私の不器用な説得を気の毒に思ったのか、お母さまは渋々という感じで何とか首を縦に振ってくれました。お嬢様のほうは気が変わらないうちに、という様子でさっと帰られ、残された二人には若干気まずい雰囲気が漂っていたことは、言うまでもありません(>_<)。

ここは気を使ってやたらと話しかけるべきか、あるいは何か普段と違ったサービスをするべきなのか?一瞬迷いましたが、いつもと変わらず普段通りの自分で通すしかないとも思いました。

普段ですと、お客様から話しかけられれば会話することもありますが、施術中は私も手技に集中したいので、ほとんど会話はなくなります。静かな音楽とともに時がゆったりと流れていき、夢と現実の狭間をたゆたう感覚と言ったらいいのでしょうか、そんな特別な時を過ごしていただければ、と考えています。

そんな訳で、ぎこちないというか、気まずいというか、そんな空気もなくはない(..)、状態のままに、施術は始まることとなりました。最初はそれが気になっていましたが、時間が経つにつれていつの間にか私も手技に没頭していきました。

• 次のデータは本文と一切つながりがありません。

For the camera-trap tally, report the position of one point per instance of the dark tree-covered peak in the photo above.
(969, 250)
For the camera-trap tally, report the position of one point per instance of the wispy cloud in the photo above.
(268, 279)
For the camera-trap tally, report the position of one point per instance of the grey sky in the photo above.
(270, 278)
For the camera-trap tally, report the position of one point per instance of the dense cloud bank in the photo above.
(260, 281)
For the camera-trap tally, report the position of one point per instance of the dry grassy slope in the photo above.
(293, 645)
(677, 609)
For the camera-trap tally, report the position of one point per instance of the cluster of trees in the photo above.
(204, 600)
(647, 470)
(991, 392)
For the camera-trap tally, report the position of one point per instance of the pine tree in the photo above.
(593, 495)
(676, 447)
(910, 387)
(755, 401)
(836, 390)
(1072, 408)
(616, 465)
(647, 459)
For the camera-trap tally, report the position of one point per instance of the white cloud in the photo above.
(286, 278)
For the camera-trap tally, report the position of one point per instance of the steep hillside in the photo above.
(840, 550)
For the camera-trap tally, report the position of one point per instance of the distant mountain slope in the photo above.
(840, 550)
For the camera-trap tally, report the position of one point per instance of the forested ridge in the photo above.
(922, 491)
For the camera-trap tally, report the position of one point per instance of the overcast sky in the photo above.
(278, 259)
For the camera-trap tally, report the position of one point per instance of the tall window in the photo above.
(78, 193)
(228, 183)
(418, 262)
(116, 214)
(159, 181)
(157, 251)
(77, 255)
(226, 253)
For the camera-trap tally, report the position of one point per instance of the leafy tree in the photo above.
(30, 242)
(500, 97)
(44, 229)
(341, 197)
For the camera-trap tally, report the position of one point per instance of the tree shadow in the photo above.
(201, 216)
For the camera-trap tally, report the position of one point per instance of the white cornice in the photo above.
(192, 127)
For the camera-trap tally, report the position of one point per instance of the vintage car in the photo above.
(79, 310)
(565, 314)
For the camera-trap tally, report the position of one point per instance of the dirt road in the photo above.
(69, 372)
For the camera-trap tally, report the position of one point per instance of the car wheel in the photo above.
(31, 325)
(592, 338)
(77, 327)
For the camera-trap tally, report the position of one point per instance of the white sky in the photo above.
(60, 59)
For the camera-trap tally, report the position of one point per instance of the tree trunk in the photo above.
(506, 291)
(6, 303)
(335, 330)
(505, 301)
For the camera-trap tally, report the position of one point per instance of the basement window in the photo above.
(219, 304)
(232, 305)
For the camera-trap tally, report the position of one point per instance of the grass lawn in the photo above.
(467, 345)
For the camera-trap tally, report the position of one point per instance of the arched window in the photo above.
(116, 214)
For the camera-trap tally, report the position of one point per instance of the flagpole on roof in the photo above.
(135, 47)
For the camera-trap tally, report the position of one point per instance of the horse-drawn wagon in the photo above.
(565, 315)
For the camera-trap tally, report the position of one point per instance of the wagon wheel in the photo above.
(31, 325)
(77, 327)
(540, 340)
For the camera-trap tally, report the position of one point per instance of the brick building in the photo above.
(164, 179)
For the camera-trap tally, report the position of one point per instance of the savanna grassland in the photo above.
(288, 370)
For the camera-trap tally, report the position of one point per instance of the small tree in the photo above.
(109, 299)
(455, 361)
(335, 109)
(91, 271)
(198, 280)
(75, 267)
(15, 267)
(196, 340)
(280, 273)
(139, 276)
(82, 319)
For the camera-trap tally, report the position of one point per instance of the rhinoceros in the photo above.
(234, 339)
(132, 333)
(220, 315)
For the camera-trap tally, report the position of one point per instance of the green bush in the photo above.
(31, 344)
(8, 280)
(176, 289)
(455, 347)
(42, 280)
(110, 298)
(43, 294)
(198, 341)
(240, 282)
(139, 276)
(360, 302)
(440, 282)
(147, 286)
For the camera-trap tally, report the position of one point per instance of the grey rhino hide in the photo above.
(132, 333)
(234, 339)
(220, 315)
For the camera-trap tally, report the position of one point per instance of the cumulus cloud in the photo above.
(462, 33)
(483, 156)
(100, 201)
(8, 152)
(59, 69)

仕上げの頃にはお肌はいつもの事ながらとても良い仕上がりになって、少しでも早くそのお肌を見てもらいたいという気持ちになっていました。はやる気持ちを抑えつつ、リクライニングベッドの背もたれを起こし、すぐにでも鏡で確認してもらおうと準備していたのですが、、、お母さまは起き上がると同時に間髪を入れずにこう言いました。
「次の予約をお願いします。」
私は「え?!」と驚き、(内心ではもちろん狂喜乱舞しておりましたが^^)そこは当然といった体で
「はい、ありがとうございます。」
と、フツーに答えました(^^ゞ。
そしてその日から、引っ越しをするまでの数年間、親子でサロンに通っていただくことになったのです。

人の価値観はそう簡単に変えることなどできない、という思い込みを見事にひっくり返された瞬間でした。そしてまだ経験の浅かった自分に、確かな自信をもたらしてくれた出来事でもありました。